The Supreme Court’s Leegin decision did not, however, attempt to describe how the rule of reason would apply to resale price maintenance. Instead, the Court suggested that lower courts could “establish the litigation structure to ensure the rule [of reason] operates to eliminate anticompetitive restraints . . . and to provide more guidance to businesses.”3 Among other things, the Court suggested that lower courts could “devise rules over time for offering proof” to make the rule of reason analysis fair and efficient.4
The DOJ’s “Structured Rule of Reason” Approach
In her speech last week, Assistant Attorney General Varney offered a number of important suggestions regarding how lower courts could provide the “litigation structure” for evaluating RPM claims under the rule of reason. In particular, Varney suggested a burden-shifting approach under which a plaintiff would be required to make a prima facie showing that (i) a resale price maintenance agreement exists, and (ii) certain “structural conditions” are present that make the resale price maintenance “likely to be anticompetitive.”5 If a plaintiff makes such a showing, the burden would then shift to the defendant to show that “its RPM policy is actually— not merely theoretically—procompetitive or that the plaintiff’s characterizations of the marketplace were erroneous.”6 Varney added that “at a minimum, the defendant would have to establish that it adopted RPM to enhance its success in competing with rivals and that RPM was a reasonable method for accomplishing its procompetitive purposes.”7
Varney then addressed how this “structured rule of reason” could be applied to four different scenarios in which resale price maintenance might be anticompetitive, identifying the proposed elements of a prima facie case for each scenario.

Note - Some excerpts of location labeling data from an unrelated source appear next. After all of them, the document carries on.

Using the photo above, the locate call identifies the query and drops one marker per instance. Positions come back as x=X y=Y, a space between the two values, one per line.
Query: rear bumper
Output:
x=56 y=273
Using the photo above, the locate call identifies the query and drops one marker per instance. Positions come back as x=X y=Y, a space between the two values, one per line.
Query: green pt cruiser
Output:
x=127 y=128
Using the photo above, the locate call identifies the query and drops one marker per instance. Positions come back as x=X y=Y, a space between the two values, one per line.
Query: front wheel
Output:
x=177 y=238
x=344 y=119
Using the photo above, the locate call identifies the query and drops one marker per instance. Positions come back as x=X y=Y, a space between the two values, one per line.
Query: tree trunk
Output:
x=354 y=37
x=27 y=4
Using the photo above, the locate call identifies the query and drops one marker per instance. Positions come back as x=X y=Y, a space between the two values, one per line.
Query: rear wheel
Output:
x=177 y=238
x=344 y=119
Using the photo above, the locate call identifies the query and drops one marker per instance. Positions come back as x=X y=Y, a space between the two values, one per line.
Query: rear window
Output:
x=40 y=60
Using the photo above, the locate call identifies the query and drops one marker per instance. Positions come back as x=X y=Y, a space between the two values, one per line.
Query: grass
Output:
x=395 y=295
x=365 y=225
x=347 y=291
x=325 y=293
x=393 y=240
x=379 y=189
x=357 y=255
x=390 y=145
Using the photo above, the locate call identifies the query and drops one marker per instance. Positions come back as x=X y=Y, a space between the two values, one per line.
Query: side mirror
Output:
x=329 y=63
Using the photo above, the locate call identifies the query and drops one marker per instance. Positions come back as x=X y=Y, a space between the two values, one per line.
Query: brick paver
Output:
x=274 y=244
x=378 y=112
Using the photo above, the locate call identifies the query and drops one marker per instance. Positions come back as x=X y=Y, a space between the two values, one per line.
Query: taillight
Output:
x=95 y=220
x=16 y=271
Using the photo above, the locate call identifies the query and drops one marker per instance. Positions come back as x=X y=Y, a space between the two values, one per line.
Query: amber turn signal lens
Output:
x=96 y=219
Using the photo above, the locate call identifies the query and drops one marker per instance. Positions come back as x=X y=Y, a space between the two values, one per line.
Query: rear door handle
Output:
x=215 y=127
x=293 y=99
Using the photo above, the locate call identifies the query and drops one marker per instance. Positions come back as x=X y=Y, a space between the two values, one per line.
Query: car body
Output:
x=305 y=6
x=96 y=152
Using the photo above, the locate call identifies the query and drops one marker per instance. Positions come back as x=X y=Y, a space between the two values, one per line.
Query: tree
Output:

- Manufacturer Collusion: Varney noted that manufacturers might use resale price maintenance to facilitate collusion by providing a means by which cartel members could police adherence to their agreement. Under these circumstances, according to Varney, a prima facie case would consist of three elements: (i) a majority of sales in a market are covered by RPM, (ii) structural conditions in the market are conducive to price coordination, and (iii) RPM “plausibly helps significantly to identify cheating.”8
- Manufacturer Exclusion: Varney also described a situation in which a dominant manufacturer might use resale price maintenance to guarantee large margins to retailers and thereby discourage them from carrying the products of smaller manufacturers or new entrants. In this situation, Varney suggested that a prima facie case would require a showing that (i) the manufacturer has a “dominant market position,” (ii) the manufacturer’s RPM agreements cover “a substantial portion” of distribution outlets, and (iii) the resale price maintenance “plausibly has a significant foreclosure effect that impacted an actual rival.” Varney noted that the third element would require the plaintiff to show that the alleged harm is not merely theoretical.9
- Retailer Exclusion: Varney then noted that retailers might also seek to use resale price maintenance to exclude competition, such as if a retailer with market power (or a group of retailers acting together) coerces manufacturers to implement RPM policies and thereby frustrate competition from discount retailers. Varney suggested that a prima facie case under this theory would require a plaintiff to show that (i) the retailer (or retailers acting together) had “sufficient market power” to coerce manufacturers, (ii) such coercion resulted in resale price maintenance covering “much of” the market, and (iii) the resale price maintenance plausibly has a “significant exclusionary effect” that impacted an actual rival.10
- Retailer Collusion: Finally, Varney explained that retailers might also use resale price maintenance as a means to facilitate collusion—specifically, by coercing manufacturers to use resale price maintenance to help implement and police a retailer cartel. Here again, Varney suggested three elements of a prima facie case: (i) that resale price maintenance is used with respect to at least 50% of the sales in the market, (ii) that the RPM was implemented as a result of retailer coercion (not merely “persuasion”), and (iii) that the retailer coercion could not be thwarted by manufacturers (such as by integrating into retailing or sponsoring new retailers).11
In conclusion, Varney noted that the DOJ was “not seeking to disrupt the traditional preeminent role of the FTC and the States” regarding RPM, but was instead interested in “supporting a jurisprudential effort to aid the development of federal law under Leegin.”12
Implications of the DOJ’s Approach
Although the DOJ’s proposed approach to analyzing resale price maintenance is not binding on the courts, it is certainly possible that courts will find the DOJ’s recommendations persuasive. In the meantime, State Attorneys General—as well as the Federal Trade Commission—may follow the DOJ’s approach when investigating and analyzing RPM arrangements.13
As a result, this new approach should be of interest to any manufacturer or retailer that participates (or is considering participating) in a resale price maintenance arrangement.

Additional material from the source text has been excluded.